While the country waits to see whether President Trump will accept the new border security plan negotiated by Congress, Texas Sen. Ted Cruz has come up with an unlikely solution of his own to pay for the President’s much-touted wall: make recently convicted Mexican drug lord El Chapo pay for it.
On Tuesday, the Republican lawmaker pushed a bill that looks to use seized assets of the notorious drug lord to fund the controversial barrier. Cruz first introduced the bill in 2017. The Texas senator’s tweet came the day after he appeared with Trump at a rally in El Paso, in which the president repeated false claims that the border wall in the city has led to a decrease in crime.
“America’s justice system prevailed today in convicting Joaquín Guzmán Loera, aka El Chapo, on all 10 counts,” Cruz tweeted. “U.S. prosecutors are seeking $14 billion in drug profits & other assets from El Chapo which should go towards funding our wall to #SecureTheBorder.”
Cruz’ bill, Ensuring Lawful Collection of Hidden Assets to Provide Order, or the “El Chapo Act,” would reserve the right for the country to use any amount of the assets seized in the criminal prosecution of El Chapo — and any other convicted drug lords — to fund border security and the completion of the wall along the U.S.-Mexico border.
In 2017, the U.S. Justice Department said it was seeking more than $14 billion in drug proceeds and illicit profits from El Chapo, which is more than double the $5.7 billion president Trump has been demanding to fund the U.S.-Mexican border wall.
Joaquín “El Chapo” Guzmán was convicted on all charges related to drug trafficking in a Brooklyn Federal Court on Tuesday.

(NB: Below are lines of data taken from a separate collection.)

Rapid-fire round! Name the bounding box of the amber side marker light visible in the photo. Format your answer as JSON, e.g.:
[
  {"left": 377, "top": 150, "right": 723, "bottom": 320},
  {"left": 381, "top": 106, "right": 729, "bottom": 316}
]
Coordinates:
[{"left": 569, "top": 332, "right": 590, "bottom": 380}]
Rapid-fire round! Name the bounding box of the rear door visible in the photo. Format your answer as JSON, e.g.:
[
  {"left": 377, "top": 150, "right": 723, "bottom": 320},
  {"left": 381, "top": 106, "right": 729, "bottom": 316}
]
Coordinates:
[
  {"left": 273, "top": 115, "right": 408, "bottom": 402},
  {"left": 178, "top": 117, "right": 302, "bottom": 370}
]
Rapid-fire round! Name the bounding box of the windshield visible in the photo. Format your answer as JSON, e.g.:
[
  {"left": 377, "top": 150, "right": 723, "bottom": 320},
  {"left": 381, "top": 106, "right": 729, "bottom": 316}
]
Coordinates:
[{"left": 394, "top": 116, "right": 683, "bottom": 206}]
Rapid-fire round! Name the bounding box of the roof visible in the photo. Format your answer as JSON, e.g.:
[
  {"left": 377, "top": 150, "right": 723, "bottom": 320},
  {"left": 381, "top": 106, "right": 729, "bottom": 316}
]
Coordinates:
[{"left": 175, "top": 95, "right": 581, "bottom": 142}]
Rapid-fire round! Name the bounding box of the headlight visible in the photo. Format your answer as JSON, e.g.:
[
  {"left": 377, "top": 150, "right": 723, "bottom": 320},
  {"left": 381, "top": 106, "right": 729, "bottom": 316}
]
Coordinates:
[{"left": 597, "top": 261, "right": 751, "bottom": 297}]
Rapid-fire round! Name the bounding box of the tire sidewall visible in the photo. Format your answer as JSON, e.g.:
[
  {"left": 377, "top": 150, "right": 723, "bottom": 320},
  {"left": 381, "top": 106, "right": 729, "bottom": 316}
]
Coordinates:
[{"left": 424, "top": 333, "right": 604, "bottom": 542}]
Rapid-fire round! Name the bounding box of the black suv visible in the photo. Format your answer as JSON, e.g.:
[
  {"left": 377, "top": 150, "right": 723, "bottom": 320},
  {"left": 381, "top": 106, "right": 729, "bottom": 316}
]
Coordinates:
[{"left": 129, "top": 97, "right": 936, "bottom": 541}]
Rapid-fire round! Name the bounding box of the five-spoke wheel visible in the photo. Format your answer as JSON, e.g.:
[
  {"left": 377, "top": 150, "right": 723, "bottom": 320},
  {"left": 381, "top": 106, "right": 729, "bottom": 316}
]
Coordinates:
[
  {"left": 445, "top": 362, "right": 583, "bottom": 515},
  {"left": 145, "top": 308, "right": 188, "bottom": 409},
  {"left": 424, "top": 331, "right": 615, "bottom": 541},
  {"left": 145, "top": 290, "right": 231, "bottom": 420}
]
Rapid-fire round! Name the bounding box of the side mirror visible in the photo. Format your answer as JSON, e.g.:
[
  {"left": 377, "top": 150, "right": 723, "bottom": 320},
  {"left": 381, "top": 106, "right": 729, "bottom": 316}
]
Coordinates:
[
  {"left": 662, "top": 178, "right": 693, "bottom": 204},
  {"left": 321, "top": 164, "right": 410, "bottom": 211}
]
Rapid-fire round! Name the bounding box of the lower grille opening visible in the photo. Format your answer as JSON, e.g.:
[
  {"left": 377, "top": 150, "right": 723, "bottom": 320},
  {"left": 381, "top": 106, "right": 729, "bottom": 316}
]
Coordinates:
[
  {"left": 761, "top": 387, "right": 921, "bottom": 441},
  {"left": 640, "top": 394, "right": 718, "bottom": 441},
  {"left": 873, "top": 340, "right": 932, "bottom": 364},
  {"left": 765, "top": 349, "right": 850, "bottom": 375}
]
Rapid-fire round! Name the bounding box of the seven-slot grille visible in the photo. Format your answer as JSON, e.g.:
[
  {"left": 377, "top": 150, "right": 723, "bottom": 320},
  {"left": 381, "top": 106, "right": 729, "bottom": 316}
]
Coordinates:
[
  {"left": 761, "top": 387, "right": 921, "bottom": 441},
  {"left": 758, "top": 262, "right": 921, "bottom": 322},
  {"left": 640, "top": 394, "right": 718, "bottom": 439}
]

He is expected to be sentenced to life in prison on June 25.
El Chapo headed the notorious Sinaloa cartel. After escaping from two Mexican prisons, he was extradited to the U.S. in 2017 to face trial for drug trafficking related crimes.
While the infamous Mexican drug lord made his fortune by smuggling drugs, he allegedly did so by creatively smuggling them at multiple legal points of entry using a wide range of transportation modes — including submarines, planes, tractor trailers and trains.
According to prosecutors, El Chapo smuggled hundreds of millions of dollars worth of cocaine across the U.S. Mexican border by hiding drugs in jalapeño pepper cans.